Rheological behavior of hydrophobic association polyacrylamides with high salt resistance and corrosion inhibition: Cross-linking modification based on trace dopamine hydrochloride derivatives

Hydrophobic association polyacrylamides (HAPAMs) have great potential for use in polymer flooding because of their unique aggregative, hygroscopic, and other compatible properties; however, their poor solubility in high-salt reservoir environments is one of the drawbacks of current polymers for enhanced oil recovery (EOR) applications. Herein, an amphipathic hydrophobic monomer (hexadecyldimethylallyl ammonium chloride, DMAAC16) and a dopamine hydrochloride-derived monomer (DAAM) were successfully introduced into HAPAM to synthesize novel dopamine hydrochloride-modified hydrophobic association polymers (HAPAMC16D). As a result, HAPAMC16D exhibited not only good comprehensive properties based on its porous network structure but also excellent viscosity due to the presence of the DAAM monomer.
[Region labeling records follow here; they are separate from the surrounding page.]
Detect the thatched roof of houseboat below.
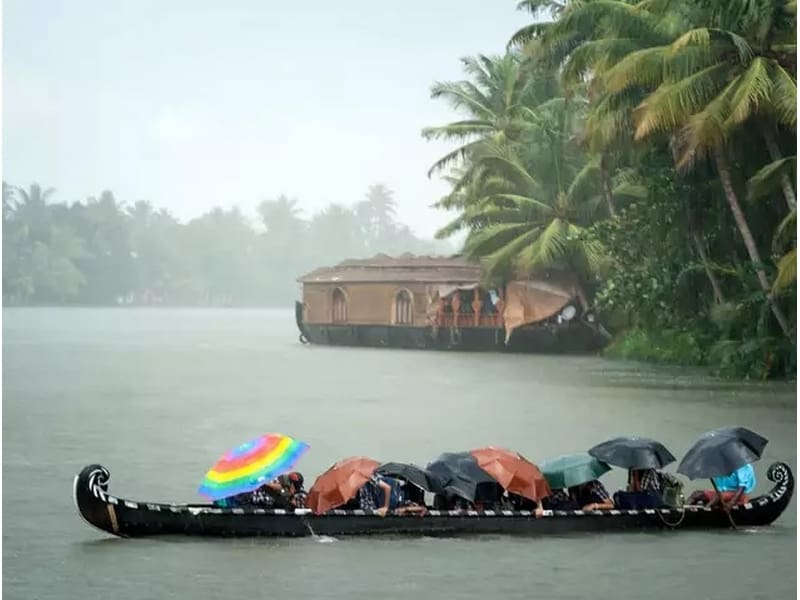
[298,254,481,284]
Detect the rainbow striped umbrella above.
[197,433,309,500]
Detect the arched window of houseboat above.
[331,288,347,323]
[394,290,414,325]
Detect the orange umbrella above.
[470,446,551,502]
[306,456,380,514]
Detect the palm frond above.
[772,64,797,127]
[747,156,797,201]
[464,223,531,257]
[635,64,728,139]
[518,219,569,270]
[772,248,797,292]
[729,57,772,125]
[422,120,495,140]
[428,140,482,177]
[431,81,493,118]
[772,208,797,251]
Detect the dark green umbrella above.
[678,427,767,479]
[539,453,611,489]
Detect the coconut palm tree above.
[422,52,555,176]
[541,0,796,336]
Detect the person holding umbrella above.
[689,463,756,508]
[589,436,675,508]
[678,427,767,517]
[539,453,614,511]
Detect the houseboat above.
[295,254,608,353]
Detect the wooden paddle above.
[711,479,736,529]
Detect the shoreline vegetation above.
[3,182,453,308]
[422,0,797,379]
[3,0,797,379]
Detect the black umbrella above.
[589,437,675,469]
[678,427,767,479]
[427,452,500,502]
[376,463,441,494]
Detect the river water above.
[3,309,797,600]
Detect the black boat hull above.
[73,463,794,537]
[295,303,608,354]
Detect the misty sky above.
[3,0,530,236]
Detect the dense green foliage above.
[3,183,442,306]
[423,0,797,377]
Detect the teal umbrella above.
[539,453,611,489]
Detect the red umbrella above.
[470,446,551,502]
[306,456,380,514]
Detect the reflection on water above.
[3,309,796,600]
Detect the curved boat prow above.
[72,465,122,537]
[751,462,794,525]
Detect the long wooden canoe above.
[73,462,794,537]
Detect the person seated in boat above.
[257,471,304,509]
[542,489,581,510]
[356,473,392,517]
[222,471,303,510]
[689,464,756,509]
[569,479,614,511]
[628,469,662,492]
[499,492,544,517]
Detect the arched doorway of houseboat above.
[394,290,414,325]
[331,288,347,323]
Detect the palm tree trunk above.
[692,231,725,304]
[686,202,725,304]
[600,150,617,217]
[714,147,796,345]
[762,125,797,210]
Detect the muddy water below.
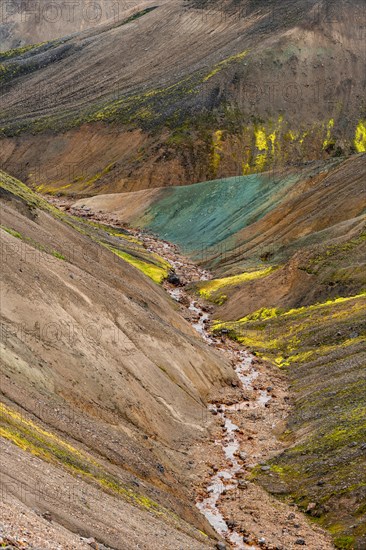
[167,289,271,550]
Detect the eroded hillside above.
[1,173,234,549]
[0,0,366,195]
[75,155,366,549]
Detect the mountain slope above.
[0,0,366,195]
[71,155,366,550]
[1,173,234,548]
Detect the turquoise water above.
[138,174,300,256]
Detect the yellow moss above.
[212,130,222,174]
[203,50,248,82]
[323,118,334,149]
[255,153,267,172]
[354,120,366,153]
[198,266,276,300]
[254,128,268,151]
[108,247,171,284]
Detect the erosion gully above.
[132,230,271,550]
[52,204,271,550]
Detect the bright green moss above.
[109,247,170,284]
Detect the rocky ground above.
[59,199,333,550]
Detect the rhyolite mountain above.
[0,0,366,550]
[0,0,366,195]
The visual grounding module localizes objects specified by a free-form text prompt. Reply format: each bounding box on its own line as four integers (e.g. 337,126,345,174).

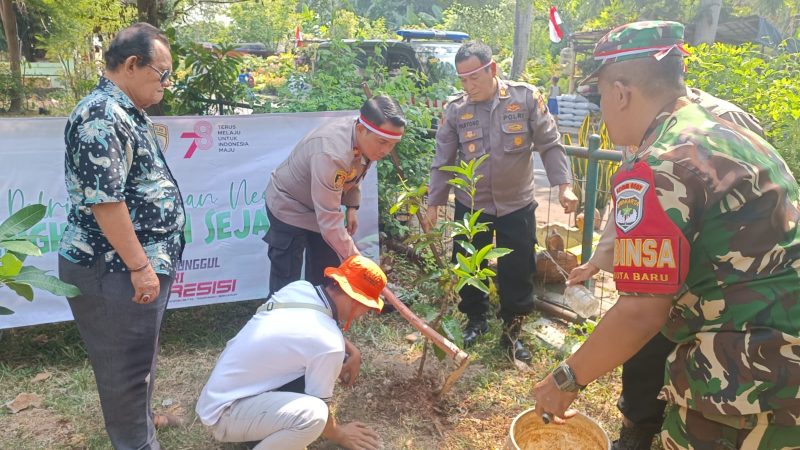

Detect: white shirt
195,280,345,426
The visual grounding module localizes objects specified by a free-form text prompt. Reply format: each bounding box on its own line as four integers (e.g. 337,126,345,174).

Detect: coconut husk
506,409,609,450
534,230,578,284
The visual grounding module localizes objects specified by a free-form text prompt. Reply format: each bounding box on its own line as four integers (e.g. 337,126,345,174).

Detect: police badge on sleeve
614,179,650,233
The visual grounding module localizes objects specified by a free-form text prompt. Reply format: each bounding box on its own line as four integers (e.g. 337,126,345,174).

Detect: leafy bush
686,43,800,176
0,204,80,314
164,30,247,115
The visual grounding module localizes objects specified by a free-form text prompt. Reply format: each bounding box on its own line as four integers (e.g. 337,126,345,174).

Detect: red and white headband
358,116,403,141
458,59,494,77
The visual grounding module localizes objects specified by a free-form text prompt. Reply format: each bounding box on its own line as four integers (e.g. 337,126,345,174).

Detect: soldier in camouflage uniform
567,78,764,450
428,42,578,362
534,21,800,450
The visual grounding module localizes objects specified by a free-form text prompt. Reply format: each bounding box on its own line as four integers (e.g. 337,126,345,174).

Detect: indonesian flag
550,6,564,42
294,25,303,48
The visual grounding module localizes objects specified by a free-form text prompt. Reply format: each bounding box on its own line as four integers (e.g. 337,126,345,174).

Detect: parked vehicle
320,30,469,82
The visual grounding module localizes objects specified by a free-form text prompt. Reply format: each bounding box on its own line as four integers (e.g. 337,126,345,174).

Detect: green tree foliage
352,0,451,29
164,36,246,115
260,41,452,235
171,3,230,46
26,0,136,101
686,43,800,176
227,0,297,50
440,0,515,57
0,204,80,315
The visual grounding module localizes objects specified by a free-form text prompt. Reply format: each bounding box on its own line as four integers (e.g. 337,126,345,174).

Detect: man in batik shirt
59,23,185,449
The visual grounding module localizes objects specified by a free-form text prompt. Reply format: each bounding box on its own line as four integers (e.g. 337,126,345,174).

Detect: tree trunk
0,0,25,113
136,0,164,116
508,0,533,80
692,0,722,45
136,0,159,28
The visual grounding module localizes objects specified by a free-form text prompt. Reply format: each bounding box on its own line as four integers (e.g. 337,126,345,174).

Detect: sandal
153,413,186,430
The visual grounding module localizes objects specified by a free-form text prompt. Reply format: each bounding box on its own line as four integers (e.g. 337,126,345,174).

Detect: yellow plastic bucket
506,409,611,450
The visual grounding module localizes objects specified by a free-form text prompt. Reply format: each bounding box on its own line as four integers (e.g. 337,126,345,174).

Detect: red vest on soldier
612,161,691,295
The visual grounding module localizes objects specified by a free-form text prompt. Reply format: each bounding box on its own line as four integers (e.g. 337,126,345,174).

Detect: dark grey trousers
58,258,172,450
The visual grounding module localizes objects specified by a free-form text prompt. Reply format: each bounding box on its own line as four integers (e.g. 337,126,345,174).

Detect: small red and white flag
294,25,303,48
550,6,564,42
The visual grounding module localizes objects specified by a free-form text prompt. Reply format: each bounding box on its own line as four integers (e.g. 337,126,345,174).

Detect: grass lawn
0,251,648,449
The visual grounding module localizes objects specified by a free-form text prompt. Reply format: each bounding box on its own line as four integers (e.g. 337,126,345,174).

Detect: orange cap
325,255,386,311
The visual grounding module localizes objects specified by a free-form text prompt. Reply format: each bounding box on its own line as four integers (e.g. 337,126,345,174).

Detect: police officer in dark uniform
427,42,578,362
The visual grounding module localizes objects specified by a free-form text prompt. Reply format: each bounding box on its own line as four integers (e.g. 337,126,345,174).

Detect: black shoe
464,317,489,348
611,425,661,450
500,316,533,363
500,336,533,364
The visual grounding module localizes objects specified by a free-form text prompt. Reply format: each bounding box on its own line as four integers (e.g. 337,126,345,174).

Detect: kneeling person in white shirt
196,255,386,450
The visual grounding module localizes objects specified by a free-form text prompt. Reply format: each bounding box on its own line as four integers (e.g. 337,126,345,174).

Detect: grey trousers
58,257,172,450
211,391,328,450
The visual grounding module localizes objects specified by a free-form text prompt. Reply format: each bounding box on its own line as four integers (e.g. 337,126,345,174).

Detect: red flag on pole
294,25,303,48
550,6,564,42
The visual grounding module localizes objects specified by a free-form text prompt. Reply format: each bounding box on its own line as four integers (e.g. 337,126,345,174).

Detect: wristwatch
553,362,586,392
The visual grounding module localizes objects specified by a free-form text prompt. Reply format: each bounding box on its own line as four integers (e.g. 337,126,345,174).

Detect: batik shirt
59,78,186,275
632,99,800,425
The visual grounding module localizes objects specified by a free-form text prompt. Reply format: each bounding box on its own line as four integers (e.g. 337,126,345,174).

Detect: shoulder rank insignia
533,91,547,114
333,170,347,189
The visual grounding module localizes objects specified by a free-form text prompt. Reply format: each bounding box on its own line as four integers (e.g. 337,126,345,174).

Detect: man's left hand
339,346,361,387
558,184,578,214
345,207,358,236
533,374,578,424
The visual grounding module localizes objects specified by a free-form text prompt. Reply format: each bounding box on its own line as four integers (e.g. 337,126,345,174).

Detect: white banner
0,111,379,329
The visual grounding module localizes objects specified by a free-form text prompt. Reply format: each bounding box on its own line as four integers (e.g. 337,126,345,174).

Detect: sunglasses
147,64,172,84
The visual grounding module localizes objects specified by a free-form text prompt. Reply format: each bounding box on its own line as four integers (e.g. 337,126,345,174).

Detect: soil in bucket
506,409,611,450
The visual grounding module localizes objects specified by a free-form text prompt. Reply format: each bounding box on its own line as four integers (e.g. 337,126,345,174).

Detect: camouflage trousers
661,405,800,450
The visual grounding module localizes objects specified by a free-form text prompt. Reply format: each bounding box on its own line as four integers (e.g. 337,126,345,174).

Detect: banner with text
0,111,379,329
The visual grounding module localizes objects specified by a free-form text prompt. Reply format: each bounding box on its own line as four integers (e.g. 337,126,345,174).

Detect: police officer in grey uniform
264,96,406,295
567,88,764,450
427,42,578,362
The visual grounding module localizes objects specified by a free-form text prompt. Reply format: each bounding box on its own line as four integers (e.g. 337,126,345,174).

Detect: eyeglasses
147,64,172,84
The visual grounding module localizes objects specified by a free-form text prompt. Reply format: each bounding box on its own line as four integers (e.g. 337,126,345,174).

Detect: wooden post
508,0,533,80
0,0,25,112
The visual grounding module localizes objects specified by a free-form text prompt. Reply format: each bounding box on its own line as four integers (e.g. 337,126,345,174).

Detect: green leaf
440,315,464,347
486,248,514,259
6,281,33,302
0,253,22,278
439,166,469,178
450,268,470,278
0,204,47,240
456,253,475,272
456,240,476,255
467,278,489,295
0,239,42,256
447,178,469,188
478,267,497,277
472,244,494,267
14,266,81,297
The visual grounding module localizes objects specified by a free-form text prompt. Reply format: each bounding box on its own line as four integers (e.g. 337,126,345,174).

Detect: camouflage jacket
636,98,800,425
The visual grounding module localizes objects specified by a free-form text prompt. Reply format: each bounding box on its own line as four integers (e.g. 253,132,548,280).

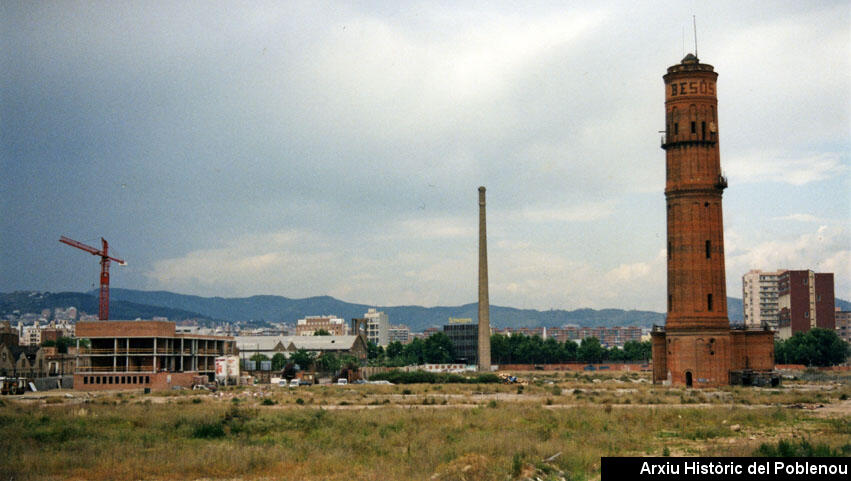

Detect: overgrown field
0,373,851,480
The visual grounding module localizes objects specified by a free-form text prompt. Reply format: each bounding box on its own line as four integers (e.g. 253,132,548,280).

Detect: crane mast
59,236,124,321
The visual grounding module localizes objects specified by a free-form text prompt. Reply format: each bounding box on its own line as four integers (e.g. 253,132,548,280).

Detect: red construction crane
59,236,124,321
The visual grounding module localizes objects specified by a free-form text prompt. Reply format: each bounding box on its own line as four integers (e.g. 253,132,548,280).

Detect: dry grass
0,373,851,480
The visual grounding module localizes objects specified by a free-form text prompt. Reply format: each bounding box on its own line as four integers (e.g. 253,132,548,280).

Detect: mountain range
0,288,851,332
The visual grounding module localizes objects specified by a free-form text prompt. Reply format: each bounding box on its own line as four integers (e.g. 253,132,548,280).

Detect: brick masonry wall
730,331,774,371
665,331,732,387
74,372,198,391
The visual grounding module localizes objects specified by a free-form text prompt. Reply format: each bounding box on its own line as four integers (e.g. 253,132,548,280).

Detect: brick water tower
652,54,774,387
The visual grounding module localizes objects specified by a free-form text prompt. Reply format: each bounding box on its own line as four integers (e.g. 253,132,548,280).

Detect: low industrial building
74,321,236,391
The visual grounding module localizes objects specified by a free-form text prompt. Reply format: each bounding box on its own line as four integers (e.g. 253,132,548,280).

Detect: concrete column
478,187,491,372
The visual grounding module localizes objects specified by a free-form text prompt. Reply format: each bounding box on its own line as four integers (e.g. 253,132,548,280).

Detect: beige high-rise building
295,316,349,336
742,269,782,330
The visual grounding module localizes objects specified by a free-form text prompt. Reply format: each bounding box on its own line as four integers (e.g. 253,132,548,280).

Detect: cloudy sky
0,0,851,311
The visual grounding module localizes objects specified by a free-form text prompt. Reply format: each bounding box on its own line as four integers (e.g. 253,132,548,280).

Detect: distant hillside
6,288,851,331
0,291,212,320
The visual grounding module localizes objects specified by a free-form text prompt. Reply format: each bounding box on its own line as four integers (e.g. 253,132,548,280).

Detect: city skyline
0,2,851,312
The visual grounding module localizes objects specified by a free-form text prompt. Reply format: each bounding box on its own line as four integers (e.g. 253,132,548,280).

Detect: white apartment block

When the concentration of the polymer solution was greater than the critical association concentration (CAC), the apparent viscosity reached 614 mPa s at 5 g/L C16D5. Importantly, the salt resistance increased significantly in the representative sodium and calcium ion tests, which was attributed to the degree of chemical cross-linking and the intermolecular hydrophobic bonding force. The temperature and salt resistance tests simulating different environments for EOR showed that C16D4 had an apparent viscosity of 158 mPa s, a retention rate of 28.52 % at 90 °C and a total dissolved solids (TDS) greater than 30,000. Additionally, the weight loss method and electrochemical experiments indicated that the highly salt-resistant hydrophobic association polymers had favorable corrosion inhibition effects, with an inhibition efficiency of up to 99.02 % in the 1 M hydrochloric acid-Q235 carbon steel system. This hydrophobic association strategy provides a new approach for designing highly salt-resistant materials for polymer flooding in harsh reservoir environments.